Links to companies that you’ve worked for and the product lines. If a financial company trusted you with their QA (or development or reporting or….), then that adds a lot of confidence in you right there.
Part 3 – Interview
Do NOT Bullshit. Yes, that is a technical term, thanks for asking. If you say you’re a master of C++, I will find out if you are or aren’t. If you’re not, well, then it’s mostly game over. One real life interview started and ended with someone saying they were a C++ expert and he didn’t know what a virtual function was. That interview lasted 5 minutes. He’d lost all credibility by that point.
Just for fun, here’s a question I usually ask of people who say they’re experts in C++:
“I’ve got a base class called Base. It has a function called Initialize that is overloaded in some derived classes. What exactly happens when you call it in Base’s constructor?”
Variant:If they say they’re a COM expert as well, it’s usually asked as:
“I have a COM object with a COM method of Initialize. What happens when I call it from my object’s constructor?”
By contrast, if you say that you did some C++ work, but weren’t an expert, I would simply try and figure out your skill level and move on to what you, yourself said your strengths were. In short: Know your skill level and communicate that honestly.
Socially: Leave your ego at the door. That’s something hiring managers look for. While being an arrogant jerk may have been a sign of greatness in the 80’s and 90’s, it just doesn’t fly these days. I know I will not hire anyone, regardless of how brilliant they are, if they’re not first a good fit with my existing group. Luckily for everyone involved, that’s a very easy requirement, since I have some of the most likeable, affable, sweet, wonderful people it is anyone’s luck to work with. (Note to self: make sure they never read this.)

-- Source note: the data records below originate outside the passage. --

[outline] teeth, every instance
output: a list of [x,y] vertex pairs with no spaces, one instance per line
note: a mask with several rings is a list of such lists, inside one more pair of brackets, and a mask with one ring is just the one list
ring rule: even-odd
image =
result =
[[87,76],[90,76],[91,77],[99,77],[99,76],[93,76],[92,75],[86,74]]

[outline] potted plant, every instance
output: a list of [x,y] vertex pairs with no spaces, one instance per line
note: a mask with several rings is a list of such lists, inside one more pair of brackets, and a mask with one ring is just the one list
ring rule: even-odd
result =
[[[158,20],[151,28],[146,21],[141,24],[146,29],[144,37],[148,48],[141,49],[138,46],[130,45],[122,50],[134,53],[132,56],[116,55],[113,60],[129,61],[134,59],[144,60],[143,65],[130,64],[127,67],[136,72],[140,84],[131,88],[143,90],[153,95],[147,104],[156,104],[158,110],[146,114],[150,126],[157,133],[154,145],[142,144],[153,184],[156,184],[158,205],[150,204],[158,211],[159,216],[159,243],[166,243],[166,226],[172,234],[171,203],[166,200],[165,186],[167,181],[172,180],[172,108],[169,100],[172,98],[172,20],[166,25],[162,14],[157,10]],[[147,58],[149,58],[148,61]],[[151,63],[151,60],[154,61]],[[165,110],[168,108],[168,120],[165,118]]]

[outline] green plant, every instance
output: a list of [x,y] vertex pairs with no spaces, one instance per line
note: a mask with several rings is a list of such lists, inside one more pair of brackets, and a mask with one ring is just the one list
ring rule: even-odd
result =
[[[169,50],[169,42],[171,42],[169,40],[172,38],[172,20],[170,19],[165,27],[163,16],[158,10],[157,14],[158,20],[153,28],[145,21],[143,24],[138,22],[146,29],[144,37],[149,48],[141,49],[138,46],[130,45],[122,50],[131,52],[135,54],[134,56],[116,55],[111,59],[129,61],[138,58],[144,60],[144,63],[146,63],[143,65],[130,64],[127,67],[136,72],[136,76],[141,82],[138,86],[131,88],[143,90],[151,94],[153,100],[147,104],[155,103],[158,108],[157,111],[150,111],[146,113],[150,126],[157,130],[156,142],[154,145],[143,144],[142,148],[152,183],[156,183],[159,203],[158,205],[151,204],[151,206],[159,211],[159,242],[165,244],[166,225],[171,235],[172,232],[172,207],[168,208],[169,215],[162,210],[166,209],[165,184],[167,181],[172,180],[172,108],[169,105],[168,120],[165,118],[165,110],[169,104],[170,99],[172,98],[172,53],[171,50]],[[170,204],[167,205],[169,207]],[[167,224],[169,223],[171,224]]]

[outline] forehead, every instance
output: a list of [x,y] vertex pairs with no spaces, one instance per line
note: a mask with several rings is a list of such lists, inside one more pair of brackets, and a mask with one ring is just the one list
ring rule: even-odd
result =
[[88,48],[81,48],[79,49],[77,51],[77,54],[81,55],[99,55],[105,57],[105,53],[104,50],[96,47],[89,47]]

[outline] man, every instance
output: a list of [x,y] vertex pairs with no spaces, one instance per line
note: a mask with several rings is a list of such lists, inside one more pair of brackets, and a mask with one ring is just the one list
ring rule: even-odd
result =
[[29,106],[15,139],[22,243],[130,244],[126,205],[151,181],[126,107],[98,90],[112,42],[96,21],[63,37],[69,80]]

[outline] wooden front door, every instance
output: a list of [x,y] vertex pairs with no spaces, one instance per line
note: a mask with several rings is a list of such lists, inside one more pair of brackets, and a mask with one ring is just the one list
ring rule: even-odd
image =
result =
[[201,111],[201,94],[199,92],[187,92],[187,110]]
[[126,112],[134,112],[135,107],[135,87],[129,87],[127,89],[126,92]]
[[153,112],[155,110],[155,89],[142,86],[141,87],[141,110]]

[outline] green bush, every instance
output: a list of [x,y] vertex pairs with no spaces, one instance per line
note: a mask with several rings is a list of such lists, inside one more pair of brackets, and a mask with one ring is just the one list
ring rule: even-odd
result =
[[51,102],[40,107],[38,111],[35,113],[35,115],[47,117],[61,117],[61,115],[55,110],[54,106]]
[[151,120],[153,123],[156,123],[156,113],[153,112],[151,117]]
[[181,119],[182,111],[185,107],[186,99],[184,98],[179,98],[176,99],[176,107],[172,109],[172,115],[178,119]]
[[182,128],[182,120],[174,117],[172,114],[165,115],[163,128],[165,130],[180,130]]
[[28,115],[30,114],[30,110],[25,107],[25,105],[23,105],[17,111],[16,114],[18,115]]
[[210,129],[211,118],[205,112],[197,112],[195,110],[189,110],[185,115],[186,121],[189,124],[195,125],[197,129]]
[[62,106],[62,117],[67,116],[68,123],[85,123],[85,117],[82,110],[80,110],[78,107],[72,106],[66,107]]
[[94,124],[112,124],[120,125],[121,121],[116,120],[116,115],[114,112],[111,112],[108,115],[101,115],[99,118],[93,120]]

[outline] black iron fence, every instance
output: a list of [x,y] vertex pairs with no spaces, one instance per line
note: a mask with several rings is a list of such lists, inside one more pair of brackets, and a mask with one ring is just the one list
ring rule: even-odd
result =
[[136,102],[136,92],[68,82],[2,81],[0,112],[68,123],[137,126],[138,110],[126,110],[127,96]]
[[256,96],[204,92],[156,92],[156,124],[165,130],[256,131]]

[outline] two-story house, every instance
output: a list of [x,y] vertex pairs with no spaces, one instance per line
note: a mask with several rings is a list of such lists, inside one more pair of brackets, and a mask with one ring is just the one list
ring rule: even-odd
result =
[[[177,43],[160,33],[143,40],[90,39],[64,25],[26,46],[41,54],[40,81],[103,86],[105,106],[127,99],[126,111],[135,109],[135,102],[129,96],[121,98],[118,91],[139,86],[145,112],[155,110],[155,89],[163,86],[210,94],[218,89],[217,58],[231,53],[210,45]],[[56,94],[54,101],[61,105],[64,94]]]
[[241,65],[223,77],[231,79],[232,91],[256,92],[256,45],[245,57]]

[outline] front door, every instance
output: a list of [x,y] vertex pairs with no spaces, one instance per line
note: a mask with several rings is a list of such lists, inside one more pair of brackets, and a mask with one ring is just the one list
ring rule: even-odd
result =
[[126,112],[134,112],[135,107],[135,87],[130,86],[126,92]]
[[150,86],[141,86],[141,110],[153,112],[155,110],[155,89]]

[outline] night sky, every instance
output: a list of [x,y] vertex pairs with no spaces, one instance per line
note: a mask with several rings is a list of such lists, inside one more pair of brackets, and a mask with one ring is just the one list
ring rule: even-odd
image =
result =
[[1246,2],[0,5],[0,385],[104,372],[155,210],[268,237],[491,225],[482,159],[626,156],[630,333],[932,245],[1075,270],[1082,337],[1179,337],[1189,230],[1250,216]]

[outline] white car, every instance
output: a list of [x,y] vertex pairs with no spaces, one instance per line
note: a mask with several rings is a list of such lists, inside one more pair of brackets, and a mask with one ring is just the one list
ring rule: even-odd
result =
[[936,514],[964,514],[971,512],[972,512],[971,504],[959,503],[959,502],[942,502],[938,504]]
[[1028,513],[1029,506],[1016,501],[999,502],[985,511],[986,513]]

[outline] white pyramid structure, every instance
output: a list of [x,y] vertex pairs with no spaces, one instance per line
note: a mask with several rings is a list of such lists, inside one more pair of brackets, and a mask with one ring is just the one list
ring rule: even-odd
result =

While it’s counter-intuitive, you should make sure to listen as much as you talk. If you’re the only one talking, likely things are not going as well as they could. An interview is still a conversation, and as such needs to be balanced. Asking intelligent questions is an important skill to develop. BEWARE: Movie Reference Coming… Do you remember in Yentl, when (s)he is first accepted into Yeshiva, the Rebe says, “It is not only by their answers, but by their question that they are judged.” Oh come on, of course you remember that….
To ask interesting questions (as opposed to merely asking questions), you’ll need to come informed. Research the company. Research who you’ll interview with, if you can. Listen to your interviewer. Ask about the nature of the job, company direction, etc.
If you can seem like you’re already working there, then you’re way ahead. If you can paint the image for your potential boss of what it would look like for him to work with you, then you’ve bridged a good imporant gap. Tricks for how to do this? Well,… when you talk about the company try saying “we”. WHen you talk about the work to be done, try this: “So I’ll be setting up the database and then…” or “The way I’d to go about this would be to …… does that sound right?”
Smile and relax. Yeah, yeah, I know. Everyone says it and it’s damn hard to do. But, the fact that everyone says it means there’s probably something to it, right? Why does it even matter? Well, when it’s 9:30 at night and you’re all there trying to debug a production issue, you want to make sure you’re in the trenches with someone you actually enjoy being with. Or maybe even like. One word of wisdom: if you can get your interviewer to actually like you, if he actually would enjoy spending time with you, or working with you, then she or he will be trying as hard as he can to find compelling reasons to hire you. In that case, you’ve switched the entire context of the interview around. Instead of you having to prove yourself, you can relax and tell him all the great reasons you’ll be an asset to the company. And there’s a huge difference in those two conversations.